This may shock some people, but The Fault in Our Stars, a romantic drama based on a book by YA author John Green, actually drew more viewers its opening weekend than a big sci-fi action summer blockbuster starring Tom Cruise. If you read one of the 7 million copies of The Fault in Our Stars that have been sold so far, if you’ve passed it on to a friend or relative, if you’ve run screaming across a room to embrace someone who you’ve discovered has also just read the book, if you’ve followed the progress of TFiOS from book to screen worrying that the filmmakers might cast the wrong Hazel or cut your favorite line, then you will hardly be surprised.
At first glance the story — two teenagers who happen to have cancer meet and fall in love — may seem trite, but the way it’s handled from beginning to end makes it fresh, powerful, at times funny, and realistic. Green began writing about teens who have cancer after working with teenage cancer patients. His main character, Hazel Grace Lancaster, was inspired by Esther Grace Earl, an ardent fan whose memoir has just been published posthumously.
The responses I’ve witnessed from fans have been overwhelming positive. Hazel is still Hazel (Shailene Woodley is so natural and likable, its no wonder everyone wants her in their movies), the tear-inducing scenes still necessitate tissues, and the humor survives. There are a few moments that I think the movie actually improved, like the scene in the Anne Frank House. In the movie, a few of Anne’s own words speak for the emotions that Hazel and Gus (Ansel Elgort, who pulls off the people-never-sound-this-smart-in-real-life dialog) must feel in that moment. The scenes involving Hazel’s favorite author, Peter Van Houten, (a perfectly cast Willem Dafoe) also play out more successfully on screen than they did on the page.

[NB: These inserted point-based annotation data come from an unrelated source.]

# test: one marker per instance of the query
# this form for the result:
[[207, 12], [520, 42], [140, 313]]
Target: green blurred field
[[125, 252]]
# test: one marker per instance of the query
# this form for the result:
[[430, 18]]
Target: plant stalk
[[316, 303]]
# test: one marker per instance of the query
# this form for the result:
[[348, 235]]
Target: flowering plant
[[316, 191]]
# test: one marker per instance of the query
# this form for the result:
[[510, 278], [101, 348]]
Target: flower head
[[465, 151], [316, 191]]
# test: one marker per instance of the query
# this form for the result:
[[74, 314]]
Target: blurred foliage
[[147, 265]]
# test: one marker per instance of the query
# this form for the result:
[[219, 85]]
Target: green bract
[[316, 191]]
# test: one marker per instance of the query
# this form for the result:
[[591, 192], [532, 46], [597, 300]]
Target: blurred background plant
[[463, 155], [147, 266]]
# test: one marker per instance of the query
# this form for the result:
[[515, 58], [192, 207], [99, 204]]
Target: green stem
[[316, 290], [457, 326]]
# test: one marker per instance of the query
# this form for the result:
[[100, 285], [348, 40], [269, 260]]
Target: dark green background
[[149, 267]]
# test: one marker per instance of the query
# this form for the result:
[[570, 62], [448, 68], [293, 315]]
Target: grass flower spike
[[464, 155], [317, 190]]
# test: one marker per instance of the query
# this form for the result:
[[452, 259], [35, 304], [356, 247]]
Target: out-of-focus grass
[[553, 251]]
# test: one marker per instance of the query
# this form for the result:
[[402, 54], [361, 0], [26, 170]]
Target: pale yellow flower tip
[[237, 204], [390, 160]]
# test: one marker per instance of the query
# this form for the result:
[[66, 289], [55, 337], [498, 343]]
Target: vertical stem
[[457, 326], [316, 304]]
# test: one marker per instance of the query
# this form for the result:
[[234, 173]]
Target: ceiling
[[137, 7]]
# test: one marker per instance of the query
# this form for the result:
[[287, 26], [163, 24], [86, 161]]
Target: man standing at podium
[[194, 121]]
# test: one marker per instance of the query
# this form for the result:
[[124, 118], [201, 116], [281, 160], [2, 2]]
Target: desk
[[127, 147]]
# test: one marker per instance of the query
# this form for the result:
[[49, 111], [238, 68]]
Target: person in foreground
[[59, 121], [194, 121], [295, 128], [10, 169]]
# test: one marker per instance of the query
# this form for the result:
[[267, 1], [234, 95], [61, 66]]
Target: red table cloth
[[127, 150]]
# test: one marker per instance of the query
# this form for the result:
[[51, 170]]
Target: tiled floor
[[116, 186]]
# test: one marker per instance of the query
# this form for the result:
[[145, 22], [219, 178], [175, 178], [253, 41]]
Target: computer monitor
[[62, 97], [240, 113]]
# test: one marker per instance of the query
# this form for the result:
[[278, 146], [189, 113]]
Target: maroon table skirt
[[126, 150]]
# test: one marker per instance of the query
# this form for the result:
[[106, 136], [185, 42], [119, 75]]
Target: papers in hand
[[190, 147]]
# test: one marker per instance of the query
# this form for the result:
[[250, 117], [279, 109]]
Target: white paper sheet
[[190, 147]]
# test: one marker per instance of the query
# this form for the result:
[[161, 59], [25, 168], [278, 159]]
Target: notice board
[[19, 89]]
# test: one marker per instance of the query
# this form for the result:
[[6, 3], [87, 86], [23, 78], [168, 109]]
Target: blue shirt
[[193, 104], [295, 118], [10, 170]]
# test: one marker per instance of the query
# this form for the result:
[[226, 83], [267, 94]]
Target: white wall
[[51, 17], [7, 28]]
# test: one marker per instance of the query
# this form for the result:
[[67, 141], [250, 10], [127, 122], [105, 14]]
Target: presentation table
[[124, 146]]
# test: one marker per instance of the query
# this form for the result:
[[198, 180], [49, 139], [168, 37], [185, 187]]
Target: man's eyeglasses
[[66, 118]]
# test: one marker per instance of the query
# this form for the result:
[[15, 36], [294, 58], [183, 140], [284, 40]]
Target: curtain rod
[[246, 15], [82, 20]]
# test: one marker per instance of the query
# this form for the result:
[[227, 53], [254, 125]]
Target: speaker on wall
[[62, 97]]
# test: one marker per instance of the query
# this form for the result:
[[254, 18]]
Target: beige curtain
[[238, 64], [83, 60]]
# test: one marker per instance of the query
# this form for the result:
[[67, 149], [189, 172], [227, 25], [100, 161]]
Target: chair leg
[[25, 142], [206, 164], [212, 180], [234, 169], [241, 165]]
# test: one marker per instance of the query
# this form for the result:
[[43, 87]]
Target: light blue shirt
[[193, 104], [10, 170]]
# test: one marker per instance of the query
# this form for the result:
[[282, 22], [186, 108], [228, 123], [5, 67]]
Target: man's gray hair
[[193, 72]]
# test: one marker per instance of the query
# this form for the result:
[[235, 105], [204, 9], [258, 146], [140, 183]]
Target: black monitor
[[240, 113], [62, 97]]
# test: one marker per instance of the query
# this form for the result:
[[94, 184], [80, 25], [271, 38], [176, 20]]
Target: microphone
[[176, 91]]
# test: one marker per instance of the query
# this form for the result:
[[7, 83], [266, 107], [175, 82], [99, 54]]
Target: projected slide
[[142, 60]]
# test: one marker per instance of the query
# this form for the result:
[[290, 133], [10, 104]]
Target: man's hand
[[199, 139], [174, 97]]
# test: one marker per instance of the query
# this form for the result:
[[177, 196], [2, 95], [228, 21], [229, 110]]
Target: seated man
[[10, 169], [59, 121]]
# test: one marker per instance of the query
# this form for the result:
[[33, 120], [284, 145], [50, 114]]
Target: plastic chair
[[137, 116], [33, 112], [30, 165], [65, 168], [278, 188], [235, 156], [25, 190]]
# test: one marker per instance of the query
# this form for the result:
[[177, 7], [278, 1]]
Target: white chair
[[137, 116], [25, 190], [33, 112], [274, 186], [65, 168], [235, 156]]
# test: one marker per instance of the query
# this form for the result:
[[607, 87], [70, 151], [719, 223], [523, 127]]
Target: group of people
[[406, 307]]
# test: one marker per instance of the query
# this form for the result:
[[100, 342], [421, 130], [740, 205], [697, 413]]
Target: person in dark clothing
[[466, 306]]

I watched the movie with a close friend, and surrounded by teenagers wearing DIY TFiOS t-shirts. They awwed over Gus, cheered when Hazel told Van Houten what he could do with himself, and sniffled audibly throughout the show. My friend and I smiled and giggled at their reactions while soaking a few tissues, ourselves. The Fault in Our Stars, both the book and the movie, isn’t just a story for teens; it’s one that anyone who’s ever contemplated oblivion, felt love or grief, or been disappointed by someone you admire can relate to. There may be particular moments that hit especially hard. It could be a glimpse of a drainage tube that reminds you of a loved one, or a chest x-ray that reminds you of yourself. It could be a line of dialog like, “I’m a grenade and at some point I’m going to blow up…” In the end, aren’t we all grenades?